As directed by Laurence Connor and James Powell, this 25th anniversary production has a darker rawness than the original, a tone set in the first booming notes of the orchestra and the angry voices of the chain gang.
In place of the turntable, a famous piece of the Broadway show's staging that symbolized Jean Valjean's journey, are towering, multi-story set pieces and a somber projected backdrop inspired by Victor Hugo paintings. Smaller pieces move swiftly between scenes to form the interior of the innkeeper's crusty home, the slums and the awesome ramshackle barricade.
Movement is still a crucial part of the show. In fact, the characters rarely stop, the animated backdrop simulates movement through the sewer tunnels below 1830s Paris, and the special effect in Javert's final soliloquy is a showstopper.
Will Les Mis fans miss the turntable? Maybe, especially in the barricade scenes and showdowns between Javert and Valjean.

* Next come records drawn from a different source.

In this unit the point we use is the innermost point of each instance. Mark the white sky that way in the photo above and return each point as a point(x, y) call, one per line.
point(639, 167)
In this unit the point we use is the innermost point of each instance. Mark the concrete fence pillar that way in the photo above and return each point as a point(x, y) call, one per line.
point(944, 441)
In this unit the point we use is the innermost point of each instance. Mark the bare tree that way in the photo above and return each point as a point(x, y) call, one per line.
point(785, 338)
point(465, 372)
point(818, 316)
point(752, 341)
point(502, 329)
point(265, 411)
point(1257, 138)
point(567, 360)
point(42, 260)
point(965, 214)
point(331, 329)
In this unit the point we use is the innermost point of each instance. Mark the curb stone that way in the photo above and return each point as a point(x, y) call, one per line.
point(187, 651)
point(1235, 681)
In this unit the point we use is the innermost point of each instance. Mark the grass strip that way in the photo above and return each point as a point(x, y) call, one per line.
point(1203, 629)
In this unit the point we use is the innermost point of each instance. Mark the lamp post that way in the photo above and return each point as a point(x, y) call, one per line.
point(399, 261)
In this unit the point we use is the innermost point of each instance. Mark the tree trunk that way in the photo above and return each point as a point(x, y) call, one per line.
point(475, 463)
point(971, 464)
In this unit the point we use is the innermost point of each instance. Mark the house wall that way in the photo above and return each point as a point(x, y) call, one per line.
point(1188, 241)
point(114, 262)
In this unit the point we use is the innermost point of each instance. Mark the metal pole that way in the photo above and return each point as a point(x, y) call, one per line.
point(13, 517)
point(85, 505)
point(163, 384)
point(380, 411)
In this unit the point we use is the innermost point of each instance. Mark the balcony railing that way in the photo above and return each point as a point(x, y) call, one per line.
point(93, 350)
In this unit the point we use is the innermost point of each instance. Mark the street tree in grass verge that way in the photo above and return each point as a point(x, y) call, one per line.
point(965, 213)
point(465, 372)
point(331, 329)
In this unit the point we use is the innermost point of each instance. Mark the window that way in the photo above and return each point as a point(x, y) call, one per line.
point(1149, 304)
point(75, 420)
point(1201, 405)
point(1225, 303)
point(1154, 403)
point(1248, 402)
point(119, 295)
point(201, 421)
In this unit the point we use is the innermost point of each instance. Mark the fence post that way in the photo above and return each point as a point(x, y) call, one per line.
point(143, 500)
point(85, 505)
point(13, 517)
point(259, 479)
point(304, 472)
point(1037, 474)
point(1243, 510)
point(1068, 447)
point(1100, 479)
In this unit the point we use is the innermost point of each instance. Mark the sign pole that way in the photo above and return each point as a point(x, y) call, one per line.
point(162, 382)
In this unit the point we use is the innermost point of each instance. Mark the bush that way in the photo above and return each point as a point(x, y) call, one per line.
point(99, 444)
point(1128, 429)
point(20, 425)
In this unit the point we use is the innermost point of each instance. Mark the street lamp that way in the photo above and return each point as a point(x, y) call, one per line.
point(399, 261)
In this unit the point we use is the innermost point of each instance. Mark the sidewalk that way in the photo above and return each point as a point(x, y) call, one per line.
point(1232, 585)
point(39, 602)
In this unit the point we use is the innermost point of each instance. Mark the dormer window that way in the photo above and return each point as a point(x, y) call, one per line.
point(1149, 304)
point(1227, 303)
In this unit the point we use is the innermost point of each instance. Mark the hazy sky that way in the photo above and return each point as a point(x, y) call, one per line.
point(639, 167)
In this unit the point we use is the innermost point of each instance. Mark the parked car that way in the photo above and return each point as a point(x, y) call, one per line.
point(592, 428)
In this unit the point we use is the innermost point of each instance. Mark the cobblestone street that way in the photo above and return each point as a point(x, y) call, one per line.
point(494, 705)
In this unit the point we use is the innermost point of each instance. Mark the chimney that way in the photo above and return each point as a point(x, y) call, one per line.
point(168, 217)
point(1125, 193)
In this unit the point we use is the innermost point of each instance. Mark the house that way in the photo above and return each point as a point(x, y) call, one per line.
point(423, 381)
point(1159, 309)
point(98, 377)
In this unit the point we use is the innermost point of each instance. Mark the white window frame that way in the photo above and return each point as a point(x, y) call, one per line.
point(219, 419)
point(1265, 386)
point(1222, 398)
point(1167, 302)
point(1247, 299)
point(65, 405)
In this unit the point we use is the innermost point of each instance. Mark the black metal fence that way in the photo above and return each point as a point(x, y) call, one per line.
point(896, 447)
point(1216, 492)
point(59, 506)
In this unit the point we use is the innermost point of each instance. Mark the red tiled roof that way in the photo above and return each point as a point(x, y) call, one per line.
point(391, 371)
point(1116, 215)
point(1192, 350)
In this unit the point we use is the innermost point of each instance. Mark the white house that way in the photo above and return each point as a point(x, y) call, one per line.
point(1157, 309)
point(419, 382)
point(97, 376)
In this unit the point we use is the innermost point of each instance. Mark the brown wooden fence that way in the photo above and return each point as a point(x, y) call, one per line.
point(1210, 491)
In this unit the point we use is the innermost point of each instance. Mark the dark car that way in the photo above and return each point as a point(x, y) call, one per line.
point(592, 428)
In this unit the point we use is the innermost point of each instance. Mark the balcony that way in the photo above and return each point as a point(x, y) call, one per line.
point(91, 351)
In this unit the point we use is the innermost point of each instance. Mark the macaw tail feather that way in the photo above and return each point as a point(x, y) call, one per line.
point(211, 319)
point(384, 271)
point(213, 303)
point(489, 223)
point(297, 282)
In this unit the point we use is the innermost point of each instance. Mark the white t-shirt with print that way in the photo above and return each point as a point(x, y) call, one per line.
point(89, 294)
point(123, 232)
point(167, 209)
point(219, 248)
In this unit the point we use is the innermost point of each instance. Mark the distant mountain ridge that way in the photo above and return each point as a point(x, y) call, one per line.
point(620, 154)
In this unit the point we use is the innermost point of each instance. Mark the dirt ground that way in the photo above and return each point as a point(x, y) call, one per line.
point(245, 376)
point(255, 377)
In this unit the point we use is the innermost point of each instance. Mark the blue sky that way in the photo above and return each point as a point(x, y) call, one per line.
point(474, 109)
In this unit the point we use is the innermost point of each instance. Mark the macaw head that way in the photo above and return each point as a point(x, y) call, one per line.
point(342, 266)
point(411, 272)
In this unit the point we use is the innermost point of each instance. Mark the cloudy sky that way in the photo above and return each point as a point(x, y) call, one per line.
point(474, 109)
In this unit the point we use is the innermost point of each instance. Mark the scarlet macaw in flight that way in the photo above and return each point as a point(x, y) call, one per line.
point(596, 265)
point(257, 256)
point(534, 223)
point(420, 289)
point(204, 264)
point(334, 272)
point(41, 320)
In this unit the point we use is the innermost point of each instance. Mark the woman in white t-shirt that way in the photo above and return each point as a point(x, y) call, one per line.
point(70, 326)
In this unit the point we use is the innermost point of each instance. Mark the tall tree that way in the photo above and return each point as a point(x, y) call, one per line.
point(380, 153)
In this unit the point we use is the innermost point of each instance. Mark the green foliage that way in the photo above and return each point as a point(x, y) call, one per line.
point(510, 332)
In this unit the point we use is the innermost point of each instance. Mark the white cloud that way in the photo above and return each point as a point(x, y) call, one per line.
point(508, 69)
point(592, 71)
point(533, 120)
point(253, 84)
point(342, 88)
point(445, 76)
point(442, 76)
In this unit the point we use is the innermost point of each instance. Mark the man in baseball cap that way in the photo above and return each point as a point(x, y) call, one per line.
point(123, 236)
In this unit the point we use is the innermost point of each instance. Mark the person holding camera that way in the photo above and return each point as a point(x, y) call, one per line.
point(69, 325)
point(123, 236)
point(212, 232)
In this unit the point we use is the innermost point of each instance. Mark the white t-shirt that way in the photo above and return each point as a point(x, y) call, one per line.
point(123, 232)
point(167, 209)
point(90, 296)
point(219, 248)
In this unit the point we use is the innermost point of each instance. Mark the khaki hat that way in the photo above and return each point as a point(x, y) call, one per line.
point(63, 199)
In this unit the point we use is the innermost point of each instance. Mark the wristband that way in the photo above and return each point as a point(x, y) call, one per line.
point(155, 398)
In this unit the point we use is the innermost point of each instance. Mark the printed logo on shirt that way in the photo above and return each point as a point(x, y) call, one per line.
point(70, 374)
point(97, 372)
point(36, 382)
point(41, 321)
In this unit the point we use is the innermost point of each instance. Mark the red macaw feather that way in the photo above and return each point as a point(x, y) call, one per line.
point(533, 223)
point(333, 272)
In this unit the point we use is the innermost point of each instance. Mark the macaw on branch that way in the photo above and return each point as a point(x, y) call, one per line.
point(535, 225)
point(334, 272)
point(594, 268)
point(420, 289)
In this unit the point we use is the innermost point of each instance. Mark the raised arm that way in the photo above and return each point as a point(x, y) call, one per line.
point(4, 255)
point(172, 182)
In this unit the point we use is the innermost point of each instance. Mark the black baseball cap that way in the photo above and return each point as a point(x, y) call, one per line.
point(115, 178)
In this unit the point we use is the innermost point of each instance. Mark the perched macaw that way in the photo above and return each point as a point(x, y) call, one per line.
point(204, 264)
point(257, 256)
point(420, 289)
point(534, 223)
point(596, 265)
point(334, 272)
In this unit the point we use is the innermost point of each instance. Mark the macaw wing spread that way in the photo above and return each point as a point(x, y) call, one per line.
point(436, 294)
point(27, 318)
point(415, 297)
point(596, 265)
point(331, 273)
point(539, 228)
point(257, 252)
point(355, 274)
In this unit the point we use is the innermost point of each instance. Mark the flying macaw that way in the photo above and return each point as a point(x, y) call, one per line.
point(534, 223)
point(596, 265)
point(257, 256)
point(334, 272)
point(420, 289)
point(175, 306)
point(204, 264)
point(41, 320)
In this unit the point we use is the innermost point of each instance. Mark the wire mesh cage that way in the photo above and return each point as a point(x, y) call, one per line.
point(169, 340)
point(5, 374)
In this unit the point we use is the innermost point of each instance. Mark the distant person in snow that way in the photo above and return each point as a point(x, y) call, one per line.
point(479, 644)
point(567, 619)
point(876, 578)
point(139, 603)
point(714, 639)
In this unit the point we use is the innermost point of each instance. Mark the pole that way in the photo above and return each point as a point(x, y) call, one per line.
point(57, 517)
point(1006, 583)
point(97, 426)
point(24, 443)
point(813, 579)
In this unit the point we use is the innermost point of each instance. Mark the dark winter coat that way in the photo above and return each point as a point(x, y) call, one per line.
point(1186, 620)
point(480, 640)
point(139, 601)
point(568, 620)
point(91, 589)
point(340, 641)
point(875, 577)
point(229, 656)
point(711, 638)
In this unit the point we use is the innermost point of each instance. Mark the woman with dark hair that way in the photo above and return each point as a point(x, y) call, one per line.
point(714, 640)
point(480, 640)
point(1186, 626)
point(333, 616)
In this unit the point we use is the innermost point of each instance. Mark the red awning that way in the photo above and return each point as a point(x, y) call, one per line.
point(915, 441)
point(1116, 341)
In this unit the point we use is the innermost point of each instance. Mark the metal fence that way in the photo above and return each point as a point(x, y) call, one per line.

But overall, set designer Matt Kinley has created a more realistic setting.
Will fans miss anything with the shorter songs? Definitely not.
This reworked show is buoyed by a top-notch cast. There was not a weak vocal link in Wednesday's show. Understudy Richard Todd Adams played Valjean Wednesday night, taking over for J. Mark McVey. Adams has a commanding, angry presence as Valjean and a powerful voice that faltered only slightly in some higher, falsetto parts. It's tough to beat McVey though, who has performed the role of Valjean about 2,900 times. (He returns Sunday to finish the run in Tampa.)
Betsy Morgan's Fantine is one of the cast's strongest players, delivering a visceral performance as an unfortunate factory worker-turned-prostitute. Her rendition of heartwrenching ballad I Dreamed a Dream is one of the best I've ever heard; she wisely chooses to scale back some parts, allowing the power of the lyrics to shine through in a song that is easily oversung.
As Valjean's pursuer Javert, Andrew Varela has a convincing snarl; Max Quinlan plays hopeless romantic Marius with a head-in-the-clouds smile; and Chasten Harmon evokes a scrappy soulfulness in Eponine, who breaks out in Act 2 solo On My Own with a tender but big voice. Richard Vida's weasly Thenardier is a cross between a deranged pirate and a court jester, but Shawna M. Hamic as his wife steals the laughs with spot-on comedic timing.
New orchestrations by Chris Jahnke, Stephen Metcalfe and Stephen Brooker forgo much of the original '80s-pop synthesizer sound, an improvement that adds to the raw quality. Music director Robert Billig leads a smaller pit, down to 14 in this show from 25 in the Broadway production.
The show is still a solid three hours, but it often feels shorter. Whatever it is that makes Les Miserables such a powerful, resonant show — the majestic songs that stay in your head for days, the universal themes of love and redemption — it's all still there.